Breast uplift surgery is a common requested operation by women after pregnancies, as the breast becomes empty and sagging.
First consultation free. Online consultation for overseas patients also available.
Am I a good candidate for a breast lift surgery?
The best results are usually achieved in women with small, sagging breasts. Breasts of any size can be lifted, but the results may not last as long in heavy breasts, because of gravity force. Many women seek mastopexy because pregnancy and breastfeeding have left them with stretched skin and less volume in their breasts. However, if you’re planning to have more children, it may be a good idea to postpone your breast uplift. While there are no special risks that affect future pregnancies (for example, mastopexy usually doesn’t interfere with breastfeeding), pregnancy is likely to stretch your breasts again and offset the results of the procedure.

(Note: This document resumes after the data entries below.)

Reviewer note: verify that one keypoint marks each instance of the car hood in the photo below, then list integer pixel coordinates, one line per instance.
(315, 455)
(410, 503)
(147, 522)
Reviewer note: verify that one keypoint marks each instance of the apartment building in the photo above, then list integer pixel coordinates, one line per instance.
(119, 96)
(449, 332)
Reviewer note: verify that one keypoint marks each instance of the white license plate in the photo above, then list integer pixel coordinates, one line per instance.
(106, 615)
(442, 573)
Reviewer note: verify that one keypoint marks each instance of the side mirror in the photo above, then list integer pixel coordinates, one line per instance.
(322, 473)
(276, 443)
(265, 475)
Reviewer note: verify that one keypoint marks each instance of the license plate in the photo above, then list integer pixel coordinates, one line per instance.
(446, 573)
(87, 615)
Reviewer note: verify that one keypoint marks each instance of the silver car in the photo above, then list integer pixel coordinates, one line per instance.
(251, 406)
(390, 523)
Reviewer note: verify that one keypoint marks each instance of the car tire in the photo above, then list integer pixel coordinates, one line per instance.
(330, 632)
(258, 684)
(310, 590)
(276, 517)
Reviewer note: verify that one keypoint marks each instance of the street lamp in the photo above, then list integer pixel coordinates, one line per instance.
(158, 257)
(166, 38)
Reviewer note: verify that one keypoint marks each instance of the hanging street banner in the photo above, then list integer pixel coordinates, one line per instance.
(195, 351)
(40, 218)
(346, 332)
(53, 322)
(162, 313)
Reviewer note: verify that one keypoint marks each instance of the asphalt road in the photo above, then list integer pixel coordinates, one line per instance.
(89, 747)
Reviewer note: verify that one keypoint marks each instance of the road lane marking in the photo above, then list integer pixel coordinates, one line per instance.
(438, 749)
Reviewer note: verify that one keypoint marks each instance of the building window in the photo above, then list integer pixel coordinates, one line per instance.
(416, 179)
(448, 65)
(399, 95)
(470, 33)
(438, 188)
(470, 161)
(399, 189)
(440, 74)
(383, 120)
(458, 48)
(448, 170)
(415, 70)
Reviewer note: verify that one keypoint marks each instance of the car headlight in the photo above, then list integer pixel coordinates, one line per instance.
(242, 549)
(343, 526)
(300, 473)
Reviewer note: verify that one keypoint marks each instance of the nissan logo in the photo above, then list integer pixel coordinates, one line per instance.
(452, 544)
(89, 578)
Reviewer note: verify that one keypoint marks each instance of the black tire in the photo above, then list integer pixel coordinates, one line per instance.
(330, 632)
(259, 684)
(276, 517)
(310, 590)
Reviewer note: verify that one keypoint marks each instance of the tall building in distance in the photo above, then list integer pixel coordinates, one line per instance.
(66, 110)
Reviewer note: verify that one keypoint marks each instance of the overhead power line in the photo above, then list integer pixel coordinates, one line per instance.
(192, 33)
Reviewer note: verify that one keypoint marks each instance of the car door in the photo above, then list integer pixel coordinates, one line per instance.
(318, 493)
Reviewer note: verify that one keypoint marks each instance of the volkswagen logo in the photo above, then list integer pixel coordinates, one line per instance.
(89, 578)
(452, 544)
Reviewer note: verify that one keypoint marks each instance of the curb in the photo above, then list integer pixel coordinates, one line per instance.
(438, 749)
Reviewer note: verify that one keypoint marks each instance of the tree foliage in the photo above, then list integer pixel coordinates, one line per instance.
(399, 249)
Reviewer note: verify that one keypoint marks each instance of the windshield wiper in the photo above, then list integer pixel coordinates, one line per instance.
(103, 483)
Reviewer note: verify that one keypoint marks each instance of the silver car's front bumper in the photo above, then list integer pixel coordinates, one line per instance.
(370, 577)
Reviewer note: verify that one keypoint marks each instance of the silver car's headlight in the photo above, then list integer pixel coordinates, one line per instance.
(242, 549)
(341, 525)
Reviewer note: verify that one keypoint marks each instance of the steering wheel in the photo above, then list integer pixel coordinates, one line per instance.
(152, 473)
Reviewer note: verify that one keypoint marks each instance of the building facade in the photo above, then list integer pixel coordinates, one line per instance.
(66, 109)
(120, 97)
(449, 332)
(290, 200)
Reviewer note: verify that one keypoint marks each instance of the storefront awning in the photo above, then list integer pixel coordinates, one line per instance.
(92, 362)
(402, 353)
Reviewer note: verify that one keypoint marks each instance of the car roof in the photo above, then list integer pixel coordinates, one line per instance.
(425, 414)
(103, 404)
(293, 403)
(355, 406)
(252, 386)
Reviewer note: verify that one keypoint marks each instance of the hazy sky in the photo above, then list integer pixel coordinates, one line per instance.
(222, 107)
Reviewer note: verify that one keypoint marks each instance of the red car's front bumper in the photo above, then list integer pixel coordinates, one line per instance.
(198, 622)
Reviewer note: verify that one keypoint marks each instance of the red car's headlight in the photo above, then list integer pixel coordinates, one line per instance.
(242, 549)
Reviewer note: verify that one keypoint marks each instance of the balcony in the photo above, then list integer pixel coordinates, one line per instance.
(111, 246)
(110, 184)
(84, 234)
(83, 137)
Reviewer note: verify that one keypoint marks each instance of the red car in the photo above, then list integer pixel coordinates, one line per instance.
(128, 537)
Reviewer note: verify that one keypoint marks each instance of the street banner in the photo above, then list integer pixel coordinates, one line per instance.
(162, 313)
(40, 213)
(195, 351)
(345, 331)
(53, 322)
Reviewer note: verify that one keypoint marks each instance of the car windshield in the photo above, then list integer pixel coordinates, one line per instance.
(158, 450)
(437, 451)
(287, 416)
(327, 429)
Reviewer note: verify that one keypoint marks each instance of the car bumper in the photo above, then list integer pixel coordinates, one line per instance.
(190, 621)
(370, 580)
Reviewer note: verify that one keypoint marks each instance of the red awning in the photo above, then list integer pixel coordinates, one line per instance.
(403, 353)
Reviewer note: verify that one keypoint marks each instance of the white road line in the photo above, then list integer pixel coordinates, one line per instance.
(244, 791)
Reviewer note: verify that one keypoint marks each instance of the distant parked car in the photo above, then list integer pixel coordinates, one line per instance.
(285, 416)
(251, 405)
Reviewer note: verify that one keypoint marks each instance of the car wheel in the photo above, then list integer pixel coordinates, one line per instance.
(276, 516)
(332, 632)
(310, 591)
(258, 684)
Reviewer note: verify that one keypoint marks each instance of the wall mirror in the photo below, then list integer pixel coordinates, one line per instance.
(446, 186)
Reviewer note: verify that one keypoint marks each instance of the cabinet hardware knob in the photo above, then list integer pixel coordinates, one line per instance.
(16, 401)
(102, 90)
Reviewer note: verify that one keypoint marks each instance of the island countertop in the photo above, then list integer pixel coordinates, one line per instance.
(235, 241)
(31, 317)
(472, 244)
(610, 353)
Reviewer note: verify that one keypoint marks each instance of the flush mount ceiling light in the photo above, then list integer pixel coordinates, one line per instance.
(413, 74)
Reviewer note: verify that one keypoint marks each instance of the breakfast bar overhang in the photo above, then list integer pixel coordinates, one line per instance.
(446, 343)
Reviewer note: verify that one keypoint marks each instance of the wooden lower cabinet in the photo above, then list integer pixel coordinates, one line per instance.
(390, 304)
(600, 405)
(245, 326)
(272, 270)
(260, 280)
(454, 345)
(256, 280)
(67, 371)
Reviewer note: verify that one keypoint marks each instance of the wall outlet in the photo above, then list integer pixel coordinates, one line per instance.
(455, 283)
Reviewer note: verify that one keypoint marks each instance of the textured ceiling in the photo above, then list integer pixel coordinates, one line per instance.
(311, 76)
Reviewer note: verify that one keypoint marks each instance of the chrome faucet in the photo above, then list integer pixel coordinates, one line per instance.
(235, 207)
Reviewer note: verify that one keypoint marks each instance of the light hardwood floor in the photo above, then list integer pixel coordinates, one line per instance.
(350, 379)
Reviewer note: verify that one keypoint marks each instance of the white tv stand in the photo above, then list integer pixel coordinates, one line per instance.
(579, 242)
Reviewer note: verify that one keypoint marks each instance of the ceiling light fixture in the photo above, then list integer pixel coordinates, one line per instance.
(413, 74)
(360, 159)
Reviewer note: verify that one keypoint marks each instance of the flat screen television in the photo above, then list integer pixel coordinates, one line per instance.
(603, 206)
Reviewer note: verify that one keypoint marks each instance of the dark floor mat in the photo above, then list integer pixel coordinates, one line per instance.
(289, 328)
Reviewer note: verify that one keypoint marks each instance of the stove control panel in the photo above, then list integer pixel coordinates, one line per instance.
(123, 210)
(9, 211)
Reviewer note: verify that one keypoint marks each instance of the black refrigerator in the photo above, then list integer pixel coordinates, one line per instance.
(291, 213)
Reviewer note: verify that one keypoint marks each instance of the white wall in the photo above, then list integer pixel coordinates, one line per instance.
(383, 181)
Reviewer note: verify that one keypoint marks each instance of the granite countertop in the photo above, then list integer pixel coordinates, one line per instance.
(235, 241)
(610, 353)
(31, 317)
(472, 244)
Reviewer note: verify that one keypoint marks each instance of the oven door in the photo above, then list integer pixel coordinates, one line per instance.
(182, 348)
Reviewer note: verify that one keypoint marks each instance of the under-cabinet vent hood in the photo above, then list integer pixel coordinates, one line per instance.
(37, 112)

What’s breast lift all about?
The main goals are removing skin excess, reshape your breasts and lift the breast tissue. Techniques vary, but the most common procedure involves a periareolar incision (“doughnut”) or vertical (also known as “lollipop”). We try to avoid as much as possible the classic inverted T (anchor-like) scar, but if the result will be superior using it, we do not hesitate to do it. The final scar will depend on the amount of skin to be removed and if an implant is needed or not. Stitches are usually located around the areola, and even a vertical line extending downwards from the nipple area.
Over the years, factors such as pregnancy, nursing and the force of gravity itself take their toll on a woman’s breasts. As the skin loses its elasticity, the breasts often lose their shape and firmness and begin to sag.
The commonest sign is “bottoming out” of the breast. So we have to manage this in different ways. There are severeal options which will be discussed with you:
- If we do not have enough volume we will need to add a breast augmentation. The implant pushes the breast forward and fill in the upper pole and cleavage. We do not reccommend to place large implants, as maybe this could cause sagging in the future because of the weight. An option in these cases could be using the light-weight implants (B-lite). They weight 30% less than a normal silicone breast implant
- If we do have volume, we could use the own tissue to fill in the upper pole. This is called an autoprosthesis and we use the sagging tissue which is sutured to the muscle at the upper half of the breast. More over we use your own fat to give rounder contour and volume (lipotransfer)
How should I get prepared for the surgery?
Depending on your age and family history, we may require you to have a mammogram (breast x-ray) before surgery. You’ll also get specific instructions on how to prepare for surgery, including guidelines on eating and drinking, smoking, and taking or avoiding certain vitamins and medications. Your breast uplift will be performed under general anesthesia and one night of admission is required.
What’s the new look of a breast lift?
Our priority is to make the scars as less visible as possible. Still, it’s important to remember that mastopexy scars are extensive and permanent. Fortunately, we place the scars so that you can wear even lowcut tops. You should also keep in mind that a breast uplift won’t keep your breasts firm forever (the effects of gravity, pregnancy, aging, and weight fluctuations will eventually take their toll again.) Women who have implants along with their breast lift may find the results last longer. According to our experience with hundreds of patients, your satisfaction with a mastopexy is likely to be greater if you understand the procedure thoroughly and if your expectations are realistic.